Interrupt and resuming ghostferry-copydbΒΆ

Note that this is a new and experimental feature. Please ensure you test it thoroughly in your environment to ensure there are no data loss. See the bottom of this page for important information on caveats of using this feature.

To enable state dumps of Ghostferry on panic (and thus interrupt & resume), the configuration given to copydb must have the entry "DumpStateOnSignal": true. Once this is configured, any time the process panics, which can be caused by both SIGTERM/SIGINT or due to an error within Ghostferry, the run state will be dumped to stdout with JSON. An example of this can be seen below:

{
  "GhostferryVersion": "1.1.0+20190311205252+88a1c5c",
  "LastKnownTableSchemaCache": {
    "abc.table1": {
      "Schema": "abc",
      "Name": "table1",
      "Columns": [
        {
          "Name": "id",
          "Type": 1,
          "Collation": "",
          "RawType": "bigint(20)",
          "IsAuto": true,
          "IsUnsigned": false,
          "EnumValues": null,
          "SetValues": null
        },
        {
          "Name": "data",
          "Type": 5,
          "Collation": "utf8mb4_unicode_ci",
          "RawType": "varchar(16)",
          "IsAuto": false,
          "IsUnsigned": false,
          "EnumValues": null,
          "SetValues": null
        }
      ],
      "Indexes": [
        {
          "Name": "PRIMARY",
          "Columns": [
            "id"
          ],
          "Cardinality": [
            1
          ]
        }
      ],
      "PKColumns": [
        0
      ],
      "UnsignedColumns": null
    }
  },
  "CurrentStage": "COPY",
  "CopyStage": {
    "LastProcessedBinlogPosition": {
      "Name": "mysql-bin.000008",
      "Pos": 193989
    },
    "LastSuccessfulPaginationKeys": {
      "abc.table1": 200
    },
    "CompletedTables": {}
  },
  "VerifierStage": null
}

To resume, you first need to save this JSON into a file. Alternatively, you could pipe the stdout of ghostferry-copydb directly into a file via:

$ ghostferry-copydb -verbose conf.json >state-dump.json 2>ghostferry.log

Theoretically, ghostferry-copydb should write only the state dump json into stdout and all logs in stderr. However, check the files to make sure this is true. If not, file a bug report.

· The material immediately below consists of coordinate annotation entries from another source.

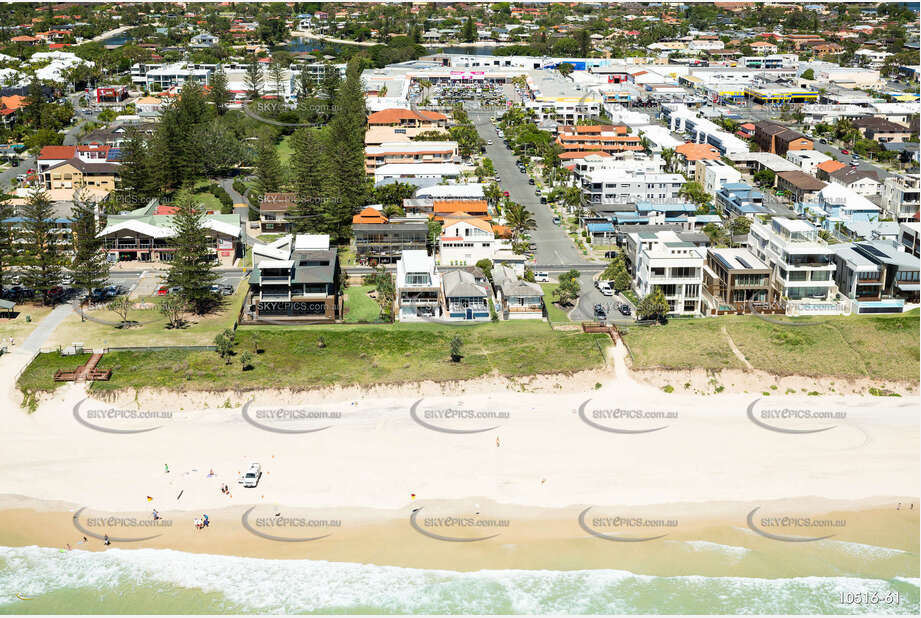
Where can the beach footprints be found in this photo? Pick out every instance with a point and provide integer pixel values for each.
(458, 418)
(291, 526)
(625, 527)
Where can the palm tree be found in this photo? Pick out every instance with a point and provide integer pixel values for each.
(519, 219)
(668, 154)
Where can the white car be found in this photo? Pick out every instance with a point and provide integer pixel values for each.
(252, 476)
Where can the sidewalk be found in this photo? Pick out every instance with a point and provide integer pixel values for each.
(12, 363)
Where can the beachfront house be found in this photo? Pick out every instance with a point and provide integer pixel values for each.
(465, 299)
(518, 299)
(418, 292)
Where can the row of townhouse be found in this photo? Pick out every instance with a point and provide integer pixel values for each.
(424, 293)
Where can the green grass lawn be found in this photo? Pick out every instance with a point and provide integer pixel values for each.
(27, 318)
(359, 307)
(151, 329)
(359, 354)
(880, 347)
(285, 150)
(556, 314)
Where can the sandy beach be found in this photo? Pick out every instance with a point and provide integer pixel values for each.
(603, 440)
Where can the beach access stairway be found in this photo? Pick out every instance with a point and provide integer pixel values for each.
(84, 373)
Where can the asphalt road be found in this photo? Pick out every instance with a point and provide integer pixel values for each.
(553, 245)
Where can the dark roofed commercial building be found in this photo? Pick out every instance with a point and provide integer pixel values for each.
(272, 212)
(734, 279)
(881, 130)
(778, 139)
(383, 243)
(802, 186)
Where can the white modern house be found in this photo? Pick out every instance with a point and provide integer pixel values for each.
(802, 263)
(807, 160)
(418, 286)
(397, 171)
(712, 174)
(464, 298)
(466, 240)
(619, 186)
(666, 262)
(518, 299)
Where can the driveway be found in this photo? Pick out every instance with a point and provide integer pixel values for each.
(553, 245)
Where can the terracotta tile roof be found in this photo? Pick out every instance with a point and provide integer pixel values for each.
(830, 167)
(457, 206)
(397, 114)
(58, 152)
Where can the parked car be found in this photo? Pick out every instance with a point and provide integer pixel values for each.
(252, 476)
(222, 289)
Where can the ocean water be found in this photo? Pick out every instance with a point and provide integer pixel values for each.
(172, 582)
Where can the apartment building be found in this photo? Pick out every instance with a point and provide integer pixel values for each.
(623, 186)
(876, 275)
(734, 279)
(597, 138)
(466, 240)
(801, 262)
(689, 154)
(703, 131)
(778, 139)
(738, 199)
(801, 186)
(295, 278)
(714, 174)
(418, 286)
(409, 152)
(807, 160)
(666, 262)
(401, 124)
(900, 197)
(910, 238)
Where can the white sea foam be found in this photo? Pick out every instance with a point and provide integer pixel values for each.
(287, 586)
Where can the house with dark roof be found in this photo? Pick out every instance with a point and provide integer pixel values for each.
(464, 298)
(294, 279)
(778, 139)
(801, 186)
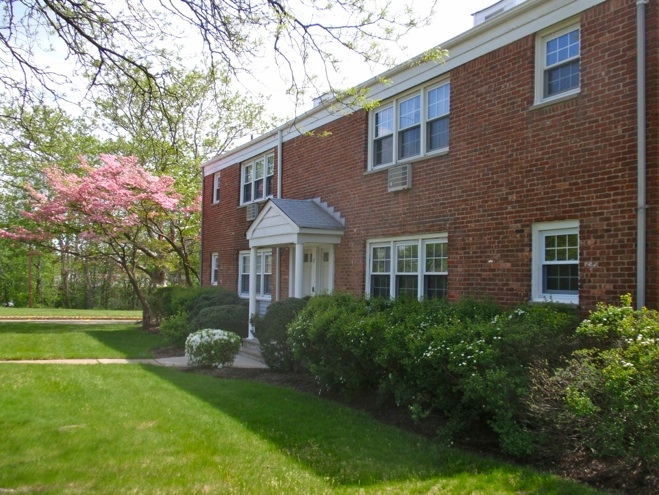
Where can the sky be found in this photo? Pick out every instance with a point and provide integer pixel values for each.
(452, 18)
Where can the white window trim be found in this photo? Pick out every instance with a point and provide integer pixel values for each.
(215, 268)
(245, 293)
(216, 188)
(540, 52)
(537, 248)
(392, 243)
(394, 103)
(265, 177)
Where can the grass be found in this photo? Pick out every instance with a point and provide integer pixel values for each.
(51, 340)
(68, 313)
(141, 429)
(108, 429)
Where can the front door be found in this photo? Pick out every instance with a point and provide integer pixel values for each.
(316, 276)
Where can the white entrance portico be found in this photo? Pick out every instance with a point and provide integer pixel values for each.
(310, 229)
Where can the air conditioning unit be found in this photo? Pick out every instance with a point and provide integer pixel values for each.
(252, 210)
(400, 177)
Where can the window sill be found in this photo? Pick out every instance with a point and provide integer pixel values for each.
(557, 298)
(258, 298)
(556, 99)
(413, 160)
(258, 201)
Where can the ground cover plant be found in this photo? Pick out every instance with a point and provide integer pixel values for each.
(143, 429)
(54, 340)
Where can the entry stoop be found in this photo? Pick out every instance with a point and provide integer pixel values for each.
(252, 349)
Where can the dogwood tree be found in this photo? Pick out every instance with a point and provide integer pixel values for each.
(119, 212)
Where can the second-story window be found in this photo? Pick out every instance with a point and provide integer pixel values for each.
(558, 64)
(216, 188)
(256, 179)
(411, 126)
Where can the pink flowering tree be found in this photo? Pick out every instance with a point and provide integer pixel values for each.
(119, 212)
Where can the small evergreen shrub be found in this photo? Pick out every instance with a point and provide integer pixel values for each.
(211, 347)
(232, 317)
(605, 401)
(176, 329)
(272, 332)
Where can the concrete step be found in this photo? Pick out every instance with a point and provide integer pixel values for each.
(251, 348)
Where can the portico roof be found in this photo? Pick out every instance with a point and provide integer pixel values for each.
(295, 221)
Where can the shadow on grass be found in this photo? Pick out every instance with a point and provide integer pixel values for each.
(351, 448)
(89, 340)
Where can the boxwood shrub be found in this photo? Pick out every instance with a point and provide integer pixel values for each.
(271, 330)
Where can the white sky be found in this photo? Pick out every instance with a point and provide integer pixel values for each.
(452, 18)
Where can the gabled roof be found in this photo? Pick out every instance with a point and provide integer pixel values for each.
(295, 221)
(307, 214)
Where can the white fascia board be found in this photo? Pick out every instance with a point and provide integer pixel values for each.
(525, 19)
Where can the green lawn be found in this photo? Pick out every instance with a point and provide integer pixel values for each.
(51, 340)
(67, 313)
(114, 429)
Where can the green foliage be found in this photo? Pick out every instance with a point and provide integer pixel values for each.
(212, 347)
(469, 360)
(605, 402)
(272, 332)
(169, 301)
(231, 317)
(176, 329)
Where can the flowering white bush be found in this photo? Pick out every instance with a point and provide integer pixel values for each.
(211, 347)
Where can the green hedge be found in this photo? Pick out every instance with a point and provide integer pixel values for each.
(470, 361)
(271, 330)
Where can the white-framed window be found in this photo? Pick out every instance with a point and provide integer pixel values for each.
(411, 126)
(263, 273)
(558, 62)
(256, 179)
(216, 188)
(555, 270)
(410, 266)
(215, 268)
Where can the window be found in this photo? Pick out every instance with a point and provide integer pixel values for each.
(263, 274)
(419, 268)
(556, 262)
(216, 188)
(558, 63)
(256, 179)
(215, 268)
(411, 126)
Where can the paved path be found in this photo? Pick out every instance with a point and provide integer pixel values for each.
(241, 361)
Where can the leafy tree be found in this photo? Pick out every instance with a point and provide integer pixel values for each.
(135, 35)
(117, 212)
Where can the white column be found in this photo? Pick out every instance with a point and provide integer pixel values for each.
(330, 282)
(291, 271)
(299, 269)
(252, 291)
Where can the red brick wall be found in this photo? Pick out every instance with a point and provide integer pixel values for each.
(510, 165)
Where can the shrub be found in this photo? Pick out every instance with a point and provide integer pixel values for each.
(468, 360)
(211, 347)
(169, 301)
(176, 329)
(605, 402)
(232, 317)
(272, 332)
(337, 335)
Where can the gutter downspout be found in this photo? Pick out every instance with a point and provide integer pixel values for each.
(641, 236)
(280, 142)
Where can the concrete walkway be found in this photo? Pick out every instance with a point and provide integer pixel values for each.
(241, 361)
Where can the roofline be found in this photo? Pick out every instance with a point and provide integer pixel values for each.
(469, 45)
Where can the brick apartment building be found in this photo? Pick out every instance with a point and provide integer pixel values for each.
(513, 170)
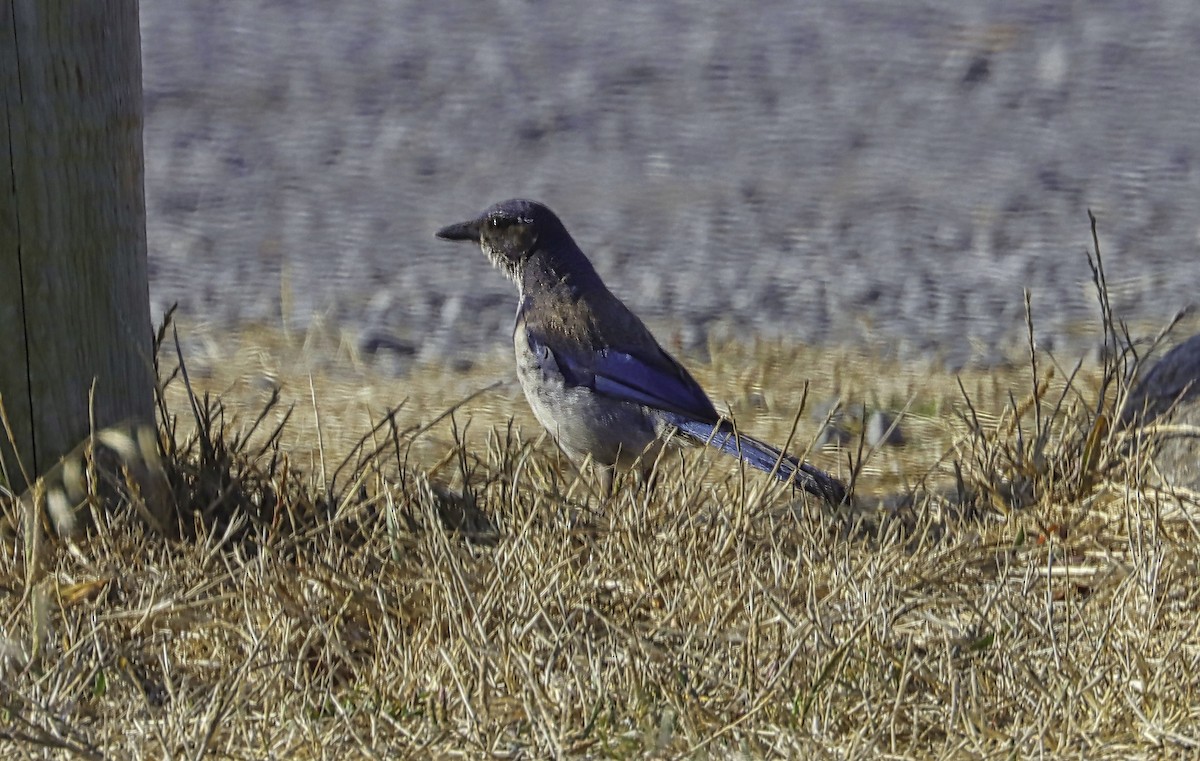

To resume, pass state-dump.json as a flag back to ghostferry-copydb:

$ ghostferry-copydb -verbose -resumestate state-dump.json conf.json

Note: if you interrupt Ghostferry for a period of time longer than your binlog retention time, you will not be able to resume Ghostferry. Ensure that the binlog at the position recorded in the state dump is available when resuming Ghostferry.

Some other considerations/notes:

  • While Ghostferry will dump the state when it encounters an unrecoverable error (such as a network issue to the databases), the only tested use case for now is due to an interrupt with SIGTERM/SIGINT.
    • Errored runs should be theoretically safe to resume, but this is not validated in any form. If you resume an errored run, it is recommended to validate the correctness of the data using the CHECKSUM TABLE verifier.
    • As the project develops, we want to validate the safety of resuming errored runs.
    • To test resuming errored runs further, see Testing Ghostferry with Production Data.
  • Verifiers are not resumable, including the IterativeVerifier. This may change in the future.
  • While we are confident the algorithm is correct, this is still a highly experimental feature. USE AT YOUR OWN RISK.